Un migraineux
sur deux ne consulte jamais de médecin et se soigne seul. Certes, il lui est
possible de trouver un médicament capable de le soulager.
Mais il
s'expose à un risque de surdosage qui aggraverait les douleurs au lieu de les
diminuer. Un comble! Un traitement bien conduit impose de prendre le bon
médicament. au bon moment et à la bonne dose.
Pour traiter une crise
légère
Commencez
toujours par prendre des produits courants et, parmi eux, les plus «légers» En
cas d'échec (persistance de la douleur au bout d'une vingtaine de minutes),
passez à des remèdes plus puissants. Les plus employés sont:
-les
antalgiques à base d'aspirine (Aspégic®) ou de paracétamol (Doliprane®);
-les
anti-intlammatoires non dérivés de la cortisone (Indocid®, Voltarène®), qui ont
une activité à la fois anti-inflammatoire et antidouleur.

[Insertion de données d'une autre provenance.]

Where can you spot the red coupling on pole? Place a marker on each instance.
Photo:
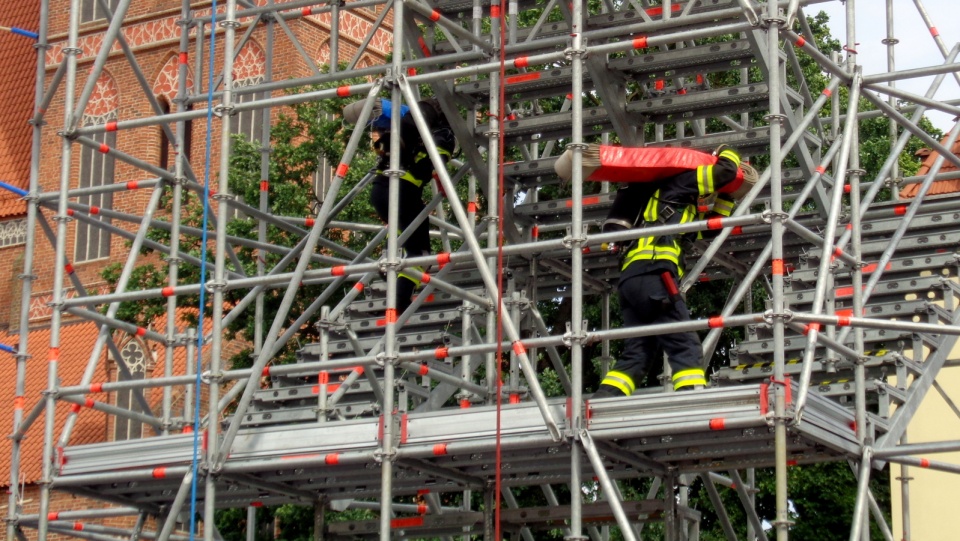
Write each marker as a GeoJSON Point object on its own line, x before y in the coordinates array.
{"type": "Point", "coordinates": [423, 47]}
{"type": "Point", "coordinates": [442, 259]}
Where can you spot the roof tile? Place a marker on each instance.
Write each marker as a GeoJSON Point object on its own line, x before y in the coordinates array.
{"type": "Point", "coordinates": [76, 342]}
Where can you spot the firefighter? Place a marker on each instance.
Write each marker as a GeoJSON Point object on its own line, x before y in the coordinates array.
{"type": "Point", "coordinates": [417, 172]}
{"type": "Point", "coordinates": [653, 265]}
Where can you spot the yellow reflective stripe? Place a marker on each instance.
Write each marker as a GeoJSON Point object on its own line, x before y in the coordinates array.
{"type": "Point", "coordinates": [651, 213]}
{"type": "Point", "coordinates": [410, 277]}
{"type": "Point", "coordinates": [731, 155]}
{"type": "Point", "coordinates": [619, 380]}
{"type": "Point", "coordinates": [686, 378]}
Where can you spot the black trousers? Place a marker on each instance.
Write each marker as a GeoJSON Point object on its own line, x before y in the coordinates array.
{"type": "Point", "coordinates": [411, 205]}
{"type": "Point", "coordinates": [644, 301]}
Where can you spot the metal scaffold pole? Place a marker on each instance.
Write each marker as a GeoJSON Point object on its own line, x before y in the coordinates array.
{"type": "Point", "coordinates": [27, 277]}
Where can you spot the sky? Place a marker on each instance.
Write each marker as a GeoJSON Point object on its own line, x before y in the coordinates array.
{"type": "Point", "coordinates": [916, 49]}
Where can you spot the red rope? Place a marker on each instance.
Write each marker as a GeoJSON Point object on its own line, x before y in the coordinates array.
{"type": "Point", "coordinates": [499, 355]}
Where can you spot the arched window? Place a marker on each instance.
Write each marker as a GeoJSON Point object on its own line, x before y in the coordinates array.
{"type": "Point", "coordinates": [91, 10]}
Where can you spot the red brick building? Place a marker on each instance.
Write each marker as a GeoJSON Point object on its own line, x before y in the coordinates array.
{"type": "Point", "coordinates": [152, 30]}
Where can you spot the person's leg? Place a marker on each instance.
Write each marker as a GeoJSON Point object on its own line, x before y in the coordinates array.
{"type": "Point", "coordinates": [636, 309]}
{"type": "Point", "coordinates": [683, 349]}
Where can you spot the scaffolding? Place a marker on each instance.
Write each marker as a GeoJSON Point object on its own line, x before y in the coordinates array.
{"type": "Point", "coordinates": [366, 419]}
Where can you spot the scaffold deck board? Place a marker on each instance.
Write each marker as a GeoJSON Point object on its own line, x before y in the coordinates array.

Pour venir à bout d’un accès
intense
Utilisez des
médicaments spécifiques. Ce sont les vasoconstricteurs comprenant les dérivés
de l'ergot de seigle et les triptans.
Seuls
médicaments spécifiques de la migraine, ils agissent sur la sérotonine,
substance libérée par le cerveau au moment de la crise, et «resserrent» les
vaisseaux dilatés par la douleur.
Les dérivés de
l'ergot de seigle existent en comprimés (Migwell®; Gynergène®); en suppositoires (gynergène®) et en spray nasal
(Diergospray®).
Les triptans,
qui sont les plus actifs contre les crises douloureuses, diminuent l'intensité
de celles-ci ou les suppriment dans les deux heures dans 70% des cas environ.
Mais ils présentent parfois des effets secondaires désagréables:
fourmillements, sensation d'oppression dans la poitrine... La forme injectable,
réservée aux cas sévères, n'est pas remboursée par la Sécurité sociale,
contrairement aux triptans en comprimés (Naramig®; Zomig®, Imigrane®) ou bien
en spray nasal (Imigrane®).
En cas d'inefficacité
Si le
médicament choisi n'a pas d'effet, n'hésitez pas à en changer. On estime en
effet qu'il y a autant de migraines que de migraineux. Chacun d'eux a un profil
différent et une maladie particulière répondant à certains médicaments et moins
à d'autres. Même s'il existe des remèdes dont l'efficacité est supérieure, on
ne connaît pour le moment aucun critère absolu permettant de choisir à coup sûr
un traitement en fonction de données biologiques. Aussi votre médecin sera-t-il
parfois amené à vous prescrire plusieurs médicaments avant de trouver celui qui
vous convient le mieux. Inutile de lui en tenir rigueur. Cela prouve simplement
qu'il cherche le traitement le mieux adapté à votre cas et le plus efficace.
Ne refusez pas un
traitement préventif
A partir de quatre
crises par mois, ou moins si elles sont sévères et vous obligent à garder le
lit, votre médecin vous proposera un traitement préventif.
Celui-ci
consiste à prendre un antimigraineux (DHE, bétabloquants) à petites doses
quotidiennes par cures de deux à trois mois. Son effet se fera sentir au bout
de trois semaines à un mois. Ce que vous pouvez en attendre? Une diminution de
la fréquence et de l'intensité des crises, voire leur disparition.